Plaintiff argues that the proposed amendment does not constitute a legally sufficient *150defense. Assuming defendants are allowed to assert a defense under § 1821CP),1 the allegations in the answer, even if proven, fail to state a defense under 12 U.S.C. § 1821(p). 12 U.S.C. § 1821(p)(l) provides that the FDIC shall prescribe regulations prohibiting the sale of assets of a failed institution to certain persons. 12 U.S.C. § 1821 (p)(1)(A)(i) prohibits the sale of assets to any person who “has defaulted, or was a member of a partnership or an officer or director of a corporation that has defaulted, on 1 or more obligations ... to such failed institution-” Defendants admit in the proposed amended answer that the purported assignment was made to CME Associates, not Doggett. (Def.’s Proposed Am. Answer at ¶¶ 10 and 26.) In addition, the proposed amended answer alleges that Doggett was indebted to the FDIC and the Resolution Trust Corporation, not FCTC, the failed institution for whom the FDIC had been appointed receiver. (Id. at ¶4.) Therefore, the proposed amended answer fails to state a defense under § 1821(p)(l)(A).
12 U.S.C. § 1821(p)(l)(B) prohibits the sale of assets to “any person who has participated, as an officer or director of such failed institution or of any affiliate of such institution, in a material way in transactions that resulted in a substantial loss to such failed institution.” Defendants allege only that Doggett was an officer or director of CME Associates, not FCTC. (Id., Special Defense at ¶ 3.) Additionally, as noted above, they allege only that Doggett was indebted to the FDIC and the Resolution Trust Corporation, not the FCTC. Accordingly, the proposed amended answer fails to state a defense under § 1821(p)(l)(B).2
12 U.S.C. § 1821(p)(l)(D) prohibits the sale of assets to “any person who has demonstrated a pattern or practice of defalcation regarding obligations to such failed institution.” Defendants do not allege that Doggett was indebted to the FCTC. Therefore, the proposed amended answer fails to state a defense under § 1821(p)(l)(D).
Consequently, since defendants’ proposed amended answer fails to state a legally sufficient claim under any of the subsections of 12 U.S.C. § 1821(p), leave to amend answer shall not be granted.
II. Conclusion
Accordingly, defendant’s motion for leave to amend answer (doc. 18) is denied.
SO ORDERED.

. Plaintiff contends that if indeed plaintiff did violate § 1821(p), that defense can only be asserted by the FDIC, and not by defendants. That argument need not be addressed here, as it is determined that defendants do not state a legally sufficient defense. However, it is noted that a Massachusetts district court has assumed that a defense under § 1821(p) belongs to the FDIC. See, e.g., CME Associates v.

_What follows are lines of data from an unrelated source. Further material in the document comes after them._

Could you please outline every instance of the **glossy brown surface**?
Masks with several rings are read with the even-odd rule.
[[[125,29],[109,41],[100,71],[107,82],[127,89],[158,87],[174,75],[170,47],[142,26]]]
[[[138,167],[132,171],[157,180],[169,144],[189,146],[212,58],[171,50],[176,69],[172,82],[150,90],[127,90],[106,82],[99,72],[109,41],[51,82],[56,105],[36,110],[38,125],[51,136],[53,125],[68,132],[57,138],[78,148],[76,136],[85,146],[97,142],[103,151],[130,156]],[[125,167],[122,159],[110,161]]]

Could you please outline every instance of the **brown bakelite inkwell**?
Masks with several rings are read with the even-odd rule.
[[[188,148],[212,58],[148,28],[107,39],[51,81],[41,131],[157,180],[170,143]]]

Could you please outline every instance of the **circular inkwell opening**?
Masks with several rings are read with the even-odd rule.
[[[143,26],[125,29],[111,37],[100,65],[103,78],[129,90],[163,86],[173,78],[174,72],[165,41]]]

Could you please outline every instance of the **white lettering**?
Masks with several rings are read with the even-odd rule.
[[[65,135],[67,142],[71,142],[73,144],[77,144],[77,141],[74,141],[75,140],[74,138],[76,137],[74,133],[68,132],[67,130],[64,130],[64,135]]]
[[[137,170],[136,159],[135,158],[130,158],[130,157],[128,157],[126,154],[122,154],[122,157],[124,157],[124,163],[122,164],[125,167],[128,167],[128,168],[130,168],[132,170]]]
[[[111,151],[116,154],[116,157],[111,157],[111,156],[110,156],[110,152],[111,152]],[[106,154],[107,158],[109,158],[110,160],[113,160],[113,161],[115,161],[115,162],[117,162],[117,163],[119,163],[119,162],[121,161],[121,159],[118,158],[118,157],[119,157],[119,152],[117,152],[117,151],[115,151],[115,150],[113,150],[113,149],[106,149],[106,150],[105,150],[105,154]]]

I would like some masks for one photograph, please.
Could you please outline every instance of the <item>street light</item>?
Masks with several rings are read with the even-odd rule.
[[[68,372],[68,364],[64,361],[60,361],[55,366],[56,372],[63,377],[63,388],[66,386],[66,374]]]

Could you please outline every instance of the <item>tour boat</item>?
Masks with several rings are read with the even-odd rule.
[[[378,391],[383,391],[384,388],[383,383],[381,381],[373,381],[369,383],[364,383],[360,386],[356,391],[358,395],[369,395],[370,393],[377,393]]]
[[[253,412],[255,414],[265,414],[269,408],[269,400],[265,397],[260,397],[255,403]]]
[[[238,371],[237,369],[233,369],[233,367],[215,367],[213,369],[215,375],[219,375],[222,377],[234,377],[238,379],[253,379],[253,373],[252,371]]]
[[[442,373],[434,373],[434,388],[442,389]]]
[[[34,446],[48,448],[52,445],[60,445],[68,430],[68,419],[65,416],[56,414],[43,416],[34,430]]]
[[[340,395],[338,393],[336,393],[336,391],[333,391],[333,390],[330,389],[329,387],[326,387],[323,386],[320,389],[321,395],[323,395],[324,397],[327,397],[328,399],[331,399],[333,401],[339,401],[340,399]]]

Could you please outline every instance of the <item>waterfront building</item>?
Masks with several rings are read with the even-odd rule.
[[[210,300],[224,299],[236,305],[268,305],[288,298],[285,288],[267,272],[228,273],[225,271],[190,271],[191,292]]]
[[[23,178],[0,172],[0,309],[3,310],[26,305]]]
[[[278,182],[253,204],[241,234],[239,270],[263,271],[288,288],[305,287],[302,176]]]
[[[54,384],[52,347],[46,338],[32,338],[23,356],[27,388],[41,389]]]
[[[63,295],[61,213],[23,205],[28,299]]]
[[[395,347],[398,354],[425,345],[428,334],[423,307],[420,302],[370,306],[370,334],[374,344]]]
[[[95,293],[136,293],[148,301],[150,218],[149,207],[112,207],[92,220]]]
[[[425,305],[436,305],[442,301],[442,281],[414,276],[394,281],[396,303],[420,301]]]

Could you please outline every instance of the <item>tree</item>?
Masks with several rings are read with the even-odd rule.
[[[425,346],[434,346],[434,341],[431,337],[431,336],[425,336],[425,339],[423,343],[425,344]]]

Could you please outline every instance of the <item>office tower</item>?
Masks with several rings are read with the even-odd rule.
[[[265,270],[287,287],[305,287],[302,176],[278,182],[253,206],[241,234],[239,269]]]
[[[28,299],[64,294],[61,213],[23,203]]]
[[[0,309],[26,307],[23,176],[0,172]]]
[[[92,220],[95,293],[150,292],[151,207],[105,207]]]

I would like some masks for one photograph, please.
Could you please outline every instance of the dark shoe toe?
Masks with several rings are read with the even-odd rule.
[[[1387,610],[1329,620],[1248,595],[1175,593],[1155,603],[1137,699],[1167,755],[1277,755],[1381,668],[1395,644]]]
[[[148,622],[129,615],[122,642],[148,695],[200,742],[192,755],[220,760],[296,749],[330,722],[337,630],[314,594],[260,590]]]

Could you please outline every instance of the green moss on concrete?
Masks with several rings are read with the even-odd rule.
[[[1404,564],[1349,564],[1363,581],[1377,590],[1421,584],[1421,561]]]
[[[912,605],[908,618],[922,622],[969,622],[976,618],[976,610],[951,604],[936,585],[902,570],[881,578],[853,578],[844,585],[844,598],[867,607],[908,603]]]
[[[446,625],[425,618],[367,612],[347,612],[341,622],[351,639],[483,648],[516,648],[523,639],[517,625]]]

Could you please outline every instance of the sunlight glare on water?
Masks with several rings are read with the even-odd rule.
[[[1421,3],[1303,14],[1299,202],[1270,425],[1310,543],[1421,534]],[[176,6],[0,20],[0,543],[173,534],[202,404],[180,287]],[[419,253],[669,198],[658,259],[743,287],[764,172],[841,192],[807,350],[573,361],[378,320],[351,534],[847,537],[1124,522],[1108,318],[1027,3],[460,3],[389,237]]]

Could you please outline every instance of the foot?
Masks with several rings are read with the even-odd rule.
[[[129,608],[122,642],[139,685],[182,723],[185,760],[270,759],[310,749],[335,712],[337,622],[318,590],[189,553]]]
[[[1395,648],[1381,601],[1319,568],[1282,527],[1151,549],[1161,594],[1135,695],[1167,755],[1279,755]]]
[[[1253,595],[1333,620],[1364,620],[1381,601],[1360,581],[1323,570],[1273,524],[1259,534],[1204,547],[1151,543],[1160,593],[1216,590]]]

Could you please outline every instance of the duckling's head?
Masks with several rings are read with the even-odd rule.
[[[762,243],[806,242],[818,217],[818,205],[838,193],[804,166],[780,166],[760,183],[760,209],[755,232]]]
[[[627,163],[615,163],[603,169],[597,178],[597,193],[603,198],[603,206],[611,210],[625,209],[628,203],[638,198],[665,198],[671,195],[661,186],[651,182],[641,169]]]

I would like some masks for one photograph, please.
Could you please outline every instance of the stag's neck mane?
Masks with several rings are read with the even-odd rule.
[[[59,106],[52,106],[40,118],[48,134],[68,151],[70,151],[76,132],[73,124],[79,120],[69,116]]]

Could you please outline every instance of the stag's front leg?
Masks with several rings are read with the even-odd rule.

Ford, et al., No. 93-12792, slip op. at 9 (D.Mass. Sept. 18, 1995) (defendant unable to assert defense under § 1821(p) on behalf of FDIC against CME Associates).

. 12 U.S.C. § 1821(p)(l)(C) prohibits the sale of assets to “any person who has been removed from, or prohibited from participating in the affairs of, such failed institution pursuant to any final enforcement action by an appropriate Federal bank agency.” No such allegation has been made in the proposed amended answer, and it is thus not addressed.